While employed by Subway, Fogle would pose with his old, oversized pair of jeans in locations across the country. He would also make guest appearances on "The Biggest Loser" alongside contestants, touting the importance of a healthy diet (read as: Subway sandwiches) for maintaining weight loss.
But then came the explosion of fast-casual dining, featuring restaurants like Baja Fresh Mexican Grill, Chipotle, Shake Shack and Sweetgreen. When it came to adapting to wellness trends, these rivals seemed more nimble than Subway, which is still classified as a QSR, or "quick service restaurant" (the industry-preferred term for "fast food).
Restaurants have had to contend with simultaneous increased interest in both ketogenic and plant-based diets, as well the fetishzation of "superfoods" like acai berries, kale and quinoa. Above all, customers want their meals to be "clean." (Panera ran an entire ad campaign predicated on the concept.) According to a 2015 survey from the market research firm The Hartman Group, "65 percent of customers are looking for food and beverages with ingredients they recognize."
While Subway has tried to keep up with the times by launching products like hummus and offering its signature sandwiches as salads, sans roll, allegations — even unfounded ones — of mystery chicken and "yoga mat bread" don't fit the current formula for wellness.
One day after Subway had tweeted about its tuna, "Saturday Night Live" ran a sketch about the chain. But it wasn't about Subway's tuna — it was about its freshly-launched protein bowls, a real product that basically looks like a footlong sub's worth of toppings crammed into a bowl. The New Yorker's Helen Rosner joked on Twitter, "Mazel tov to Subway for inventing the antipasto salad."

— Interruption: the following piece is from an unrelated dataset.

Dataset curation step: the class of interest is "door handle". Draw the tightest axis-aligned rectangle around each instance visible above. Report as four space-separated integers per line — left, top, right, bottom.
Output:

In the sketch, Beck Bennett and John Krasinski play Dino and Rocky, a couple of old Subway corporate ad men who are shocked when the new kid (Andrew Dismukes) unveils the protein bowl concept.
"So, is this like a fetish I don't know about?" Dino asks. "You get off on watching people eat a bowl of ham?"
Bowls are another wellness trend that fast-casual and fast food restaurants have turned to over the last year. Chipotle has a burrito bowl (now with Shawn Mendes-approved cauliflower rice), Panera has a Baja grain bowl with chicken and Taco Bell has a "power bowl. Subway's timing isn't wrong, but its execution isn't quite right.
Subway hasn't been at the forefront of American wellness trends for a while now, and in a restaurant culture where many diners want even their fast-food virtuous, it's unclear how it can adapt the old make-your-own-sandwich formula for today's customer.